Oturdukları yerde Abdullah Işıklar ve iki kişi daha vardı; Abdullah Bey, Sezai Karakoç, Necip Fazıl ve bazı siyasilerle ilgili hatıralarını anlatıyor ve Yusuf Ünal da kayda alıyordu. Abdullah Bey çok geçmeden kalktı; Yusuf'la biraz sohbet edelim derken bir de saate baktım ki 24.00'e geliyor. Bir müddet gece Ankara'ya dönüp dönmeyeceğim konusunda tereddüt ettim; Pazar sabah 09.30'da KPDS'ye girecektim. Fakat sabah inecektim Ankara'ya ve o yorgunlukla sınava girebilir miydim? Yetişebilir miydim, yetişemez miydim? Yetişemeyeceksem gece İsmail Dervişoğlu'nda kalmak ve ertesi günü de İstanbul'da geçirmek elbette daha iyi olacaktı.

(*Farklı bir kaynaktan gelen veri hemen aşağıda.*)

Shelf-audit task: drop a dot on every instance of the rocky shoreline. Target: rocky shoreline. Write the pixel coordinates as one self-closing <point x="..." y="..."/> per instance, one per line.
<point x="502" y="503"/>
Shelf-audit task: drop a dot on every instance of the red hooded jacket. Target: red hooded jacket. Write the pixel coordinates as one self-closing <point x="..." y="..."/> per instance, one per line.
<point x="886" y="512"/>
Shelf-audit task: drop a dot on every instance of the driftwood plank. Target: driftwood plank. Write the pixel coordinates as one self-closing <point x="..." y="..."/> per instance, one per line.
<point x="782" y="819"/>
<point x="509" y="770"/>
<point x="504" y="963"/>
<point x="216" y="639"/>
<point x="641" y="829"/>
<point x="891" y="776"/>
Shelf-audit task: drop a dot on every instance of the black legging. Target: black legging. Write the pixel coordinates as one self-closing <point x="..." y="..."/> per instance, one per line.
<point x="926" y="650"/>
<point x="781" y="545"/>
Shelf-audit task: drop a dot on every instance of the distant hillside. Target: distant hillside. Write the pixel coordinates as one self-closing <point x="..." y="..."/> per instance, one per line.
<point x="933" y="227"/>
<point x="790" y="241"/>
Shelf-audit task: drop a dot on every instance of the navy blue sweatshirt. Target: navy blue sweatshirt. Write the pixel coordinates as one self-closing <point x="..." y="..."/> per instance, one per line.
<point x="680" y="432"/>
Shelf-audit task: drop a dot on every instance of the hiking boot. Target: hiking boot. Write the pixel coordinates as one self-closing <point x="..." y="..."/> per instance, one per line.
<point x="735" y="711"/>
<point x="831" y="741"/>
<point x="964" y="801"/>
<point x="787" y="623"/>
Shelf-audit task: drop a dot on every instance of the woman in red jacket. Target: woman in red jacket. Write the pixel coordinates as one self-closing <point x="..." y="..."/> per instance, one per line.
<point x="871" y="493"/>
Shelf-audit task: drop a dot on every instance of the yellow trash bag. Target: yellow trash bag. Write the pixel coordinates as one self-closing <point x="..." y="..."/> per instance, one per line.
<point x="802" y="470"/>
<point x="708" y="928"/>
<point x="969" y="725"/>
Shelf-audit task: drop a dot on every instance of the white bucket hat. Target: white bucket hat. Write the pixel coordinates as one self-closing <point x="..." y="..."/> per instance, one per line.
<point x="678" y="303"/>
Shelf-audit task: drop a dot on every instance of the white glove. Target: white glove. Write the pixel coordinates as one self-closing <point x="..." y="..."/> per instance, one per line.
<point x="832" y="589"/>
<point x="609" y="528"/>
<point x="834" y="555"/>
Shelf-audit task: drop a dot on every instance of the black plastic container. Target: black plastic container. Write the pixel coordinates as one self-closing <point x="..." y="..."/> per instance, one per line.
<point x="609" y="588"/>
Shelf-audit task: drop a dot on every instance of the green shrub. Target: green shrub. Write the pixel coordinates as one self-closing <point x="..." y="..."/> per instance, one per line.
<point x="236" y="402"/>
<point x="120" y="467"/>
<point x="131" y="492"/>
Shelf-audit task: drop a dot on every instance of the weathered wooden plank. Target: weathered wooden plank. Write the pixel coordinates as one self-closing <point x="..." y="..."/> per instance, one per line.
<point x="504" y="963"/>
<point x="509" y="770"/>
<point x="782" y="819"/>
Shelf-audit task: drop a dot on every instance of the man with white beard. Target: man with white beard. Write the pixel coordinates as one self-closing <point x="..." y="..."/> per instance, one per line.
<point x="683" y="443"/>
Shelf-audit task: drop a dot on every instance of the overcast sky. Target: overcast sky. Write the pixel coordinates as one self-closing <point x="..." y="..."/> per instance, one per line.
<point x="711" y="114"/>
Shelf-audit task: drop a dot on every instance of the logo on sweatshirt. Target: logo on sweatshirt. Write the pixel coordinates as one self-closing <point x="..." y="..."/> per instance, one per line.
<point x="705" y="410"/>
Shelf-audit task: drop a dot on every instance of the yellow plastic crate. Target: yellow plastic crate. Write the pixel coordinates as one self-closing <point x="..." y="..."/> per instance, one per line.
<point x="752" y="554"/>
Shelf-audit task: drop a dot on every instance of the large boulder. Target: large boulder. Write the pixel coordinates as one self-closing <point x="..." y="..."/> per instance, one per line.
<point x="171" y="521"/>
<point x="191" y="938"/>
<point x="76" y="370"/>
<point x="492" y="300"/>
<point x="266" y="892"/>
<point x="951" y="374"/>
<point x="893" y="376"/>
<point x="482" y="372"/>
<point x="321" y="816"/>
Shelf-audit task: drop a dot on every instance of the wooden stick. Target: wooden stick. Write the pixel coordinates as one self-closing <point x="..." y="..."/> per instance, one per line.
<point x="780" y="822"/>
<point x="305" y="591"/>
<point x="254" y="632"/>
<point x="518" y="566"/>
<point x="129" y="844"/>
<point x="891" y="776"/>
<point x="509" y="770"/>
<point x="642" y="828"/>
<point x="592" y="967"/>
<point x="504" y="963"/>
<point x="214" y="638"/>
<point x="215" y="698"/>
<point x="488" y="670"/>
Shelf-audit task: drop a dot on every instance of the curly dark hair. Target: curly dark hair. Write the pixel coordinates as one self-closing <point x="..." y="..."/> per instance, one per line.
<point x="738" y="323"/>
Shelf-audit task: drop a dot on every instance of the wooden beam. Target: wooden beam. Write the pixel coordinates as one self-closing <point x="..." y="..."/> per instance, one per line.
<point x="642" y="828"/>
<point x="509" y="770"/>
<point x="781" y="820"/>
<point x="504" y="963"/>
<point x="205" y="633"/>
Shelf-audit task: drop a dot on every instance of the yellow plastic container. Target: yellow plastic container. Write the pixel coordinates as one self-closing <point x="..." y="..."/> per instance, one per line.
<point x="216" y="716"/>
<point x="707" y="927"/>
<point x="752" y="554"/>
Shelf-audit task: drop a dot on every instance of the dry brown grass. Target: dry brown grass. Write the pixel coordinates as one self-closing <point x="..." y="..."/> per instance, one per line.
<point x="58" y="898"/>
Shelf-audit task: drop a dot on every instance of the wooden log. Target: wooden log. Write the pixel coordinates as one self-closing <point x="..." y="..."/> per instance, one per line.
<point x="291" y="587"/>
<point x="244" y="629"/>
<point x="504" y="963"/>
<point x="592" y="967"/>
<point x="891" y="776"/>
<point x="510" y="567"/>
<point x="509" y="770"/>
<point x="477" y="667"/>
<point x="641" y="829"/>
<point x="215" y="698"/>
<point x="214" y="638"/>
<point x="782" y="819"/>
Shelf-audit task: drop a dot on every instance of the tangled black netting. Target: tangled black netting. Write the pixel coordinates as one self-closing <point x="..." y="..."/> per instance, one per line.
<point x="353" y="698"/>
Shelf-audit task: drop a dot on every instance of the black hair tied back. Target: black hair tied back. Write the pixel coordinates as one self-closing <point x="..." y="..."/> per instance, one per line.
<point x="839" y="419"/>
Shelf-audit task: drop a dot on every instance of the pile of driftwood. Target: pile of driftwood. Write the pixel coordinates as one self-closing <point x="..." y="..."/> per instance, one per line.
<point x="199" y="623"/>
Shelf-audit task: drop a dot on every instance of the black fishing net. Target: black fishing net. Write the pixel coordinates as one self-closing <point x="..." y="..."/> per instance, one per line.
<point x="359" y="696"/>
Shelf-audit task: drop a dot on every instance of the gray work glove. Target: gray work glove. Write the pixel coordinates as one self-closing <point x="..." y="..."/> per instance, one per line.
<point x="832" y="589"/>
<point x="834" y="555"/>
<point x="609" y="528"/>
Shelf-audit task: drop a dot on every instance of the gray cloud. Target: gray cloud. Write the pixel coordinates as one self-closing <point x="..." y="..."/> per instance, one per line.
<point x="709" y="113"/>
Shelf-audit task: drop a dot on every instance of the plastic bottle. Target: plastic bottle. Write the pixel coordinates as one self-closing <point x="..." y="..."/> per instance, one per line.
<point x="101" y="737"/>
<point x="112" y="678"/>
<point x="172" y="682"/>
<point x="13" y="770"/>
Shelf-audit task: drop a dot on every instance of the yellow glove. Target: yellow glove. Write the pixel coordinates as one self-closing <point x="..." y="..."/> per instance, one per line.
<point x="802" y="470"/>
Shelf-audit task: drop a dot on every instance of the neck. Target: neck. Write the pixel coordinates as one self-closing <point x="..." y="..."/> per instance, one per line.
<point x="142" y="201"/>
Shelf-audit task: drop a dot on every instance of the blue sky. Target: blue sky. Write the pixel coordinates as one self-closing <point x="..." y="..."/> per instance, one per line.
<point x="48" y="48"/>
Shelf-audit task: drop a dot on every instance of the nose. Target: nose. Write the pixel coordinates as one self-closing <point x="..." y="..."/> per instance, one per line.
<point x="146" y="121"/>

Bu arada Kâmil Büyüker de aramıştı; onunla telefonda konuşurken Üsküdar iskelesinde çeşitli otobüs şirketlerinin yazıhanesi bulunduğunu, onlardan kolayca bilet alabileceğimi hatırlatınca sınava yetişebileceğime dair bir ümit belirdi. Yine o sırada telefonla arayan Erdoğan Mura'nın da beni sınava girmem hususunda teşvik etmesi ve bu sınavda başarılı olacağımı söylemesi de ümitlerimi besledi. Nihayet kalktık ve bilet almaya gittik. Nitekim gece 01.15'te hareket edecek otobüs için Üsküdar'dan 24.00 gibi kalkacak olan servis aracını beklemeye başladık. O sırada boş durmayarak hemen yakındaki Şemsi Paşa Camii’ne gittik. Mimarisine hayran olduğum bu kücümen caminin önünce fotoğraf çektik. Servis gelince de binip gittim.

Ankara'ya sabah 06.00 gibi indik. Ankaray'a geçtim ve Yenişehir'de indim. Eve varmam kolay oldu fakat gelir gelmez sabah 9.30'da gireceğim KPDS sınavının girişi evraklarını aradım; yoklardı! ÖSYM artık adrese sınav giriş evrakı postalamıyor; bu sebeple internetteki sayfalarına size verdikleri bir şifreyle giriyor, o sayfadan indirip çıktısını alıyorsunuz evrakın. Baktım evrak yok; ben de ÖSYM sınav aday sitesine girip yeniden çıktı almak istedim. Girdim siteye, sınav evrakımın bulunduğu sayfayı yazıcıya göndermeye çalıştım ama mümkün olmadı; epeyce uğraştım, yazıcının dilinden anlamıyordum.

Kardeşim Afşın'ı aradım sabahın köründe; o da anlattıklarımdan bir şey anlamadı. Çabalarım sonuçsuz kaldı. Bu arada vakit de baya geçmiş ve farkında olamamışım. Bir internet cafeye gidip çıktı almayı düşündüm ama zaten cafeler 09.00, 09.30'dan önce açılmıyor. Sınav da 09.30'da başlayacak. Üstelik Seyranbağları'nda sınava gireceğim okulu da bilmiyordum. Oraya ulaşmak, çıktı alamamak sıkıntısı sebebiyle halsiz düştüm.Osman Özbahçe, Türkiye Kitabı

Böylece sınavı da kaçırmış oldum. Allah'tan hayırlısı… Nasîbüke yusîbüke.

Türkiye Kitabı gelmiş

İki gün önceydi. Kitap sayımından bir fırsat doğduğunda bizim şubeye uğramıştım. Evrakta bana ait bir gönderi olduğunu söylediler. Gittim; Hakan Şarkdemir'in yönettiği Karagöz dergisi gelmiş. Aaa bir de ne göreyim; içinde sevgili kardeşim Osman Özbahçe'nin Türkiye Kitabı adlı şiir kitabı da var. Bir müddettir çeşitli dergilerde yayınlanan uzun şiirleri bir kitabın müjdesini veriyordu zaten. Şimdi bu şiir kitabını dikkatlice okumaya çalışmalıyım.